3:13 And also that every man should eat and drink, and enjoy the good of all his labour, it is the gift of God.
Only the godly is eternal and has any real meaning, and no person can change what God has ordained. Men should fear God for only he is eternal and is of any importance in the larger scheme of things.
3:14 I know that, whatsoever God doeth, it shall be for ever: nothing can be put to it, nor any thing taken from it: and God doeth it, that men should fear before him. 3:15 That which hath been is now; and that which is to be hath already been; and God requireth that which is past.

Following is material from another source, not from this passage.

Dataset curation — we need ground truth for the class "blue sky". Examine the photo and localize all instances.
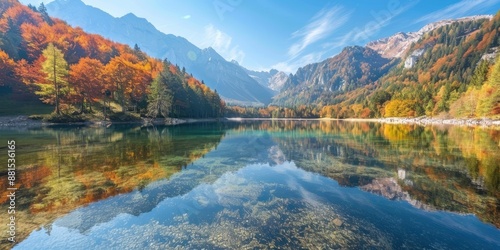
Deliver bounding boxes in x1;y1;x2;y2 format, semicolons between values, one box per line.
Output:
21;0;500;73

Solomon saw that there was unequal justice and wickedness in the judgment and ruler-ship of men. And that in the physical priesthood and temple there was sin. Therefore man can only count on God for righteous judgment.
3:16 And moreover I saw under the sun the place of judgment, that wickedness was there; and the place of righteousness, that iniquity was there. 3:17 I said in mine heart, God shall judge the righteous and the wicked: for there is a time there for every purpose and for every work.
At God’s judgments, God shall demonstrate that physical man is as the brute beasts who cannot understand. Therefore only the spiritual things and commandments of God have any value or really matter.
3:18 I said in mine heart concerning the estate of the sons of men, that God might manifest them, and that they might see that they themselves are beasts. 3:19 For that which befalleth the sons of men befalleth beasts; even one thing befalleth them: as the one dieth, so dieth the other; yea, they have all one breath; so that a man hath no preeminence above a beast: for all is vanity.
3:20 All go unto one place; all are of the dust, and all turn to dust again.
3:21 Who knoweth the spirit [Ruwach, spirit, breath] of man that goeth upward, and the spirit [Ruwach, spirit, breath] of the beast that goeth downward to the earth?
Serve God in the wisdom of God’s word and enjoy life to the full, for after death all our physical deeds and wealth will go to another.
3:22 Wherefore I perceive that there is nothing better, than that a man should rejoice in his own works; for that is his portion: for who shall bring him to see what shall be after him?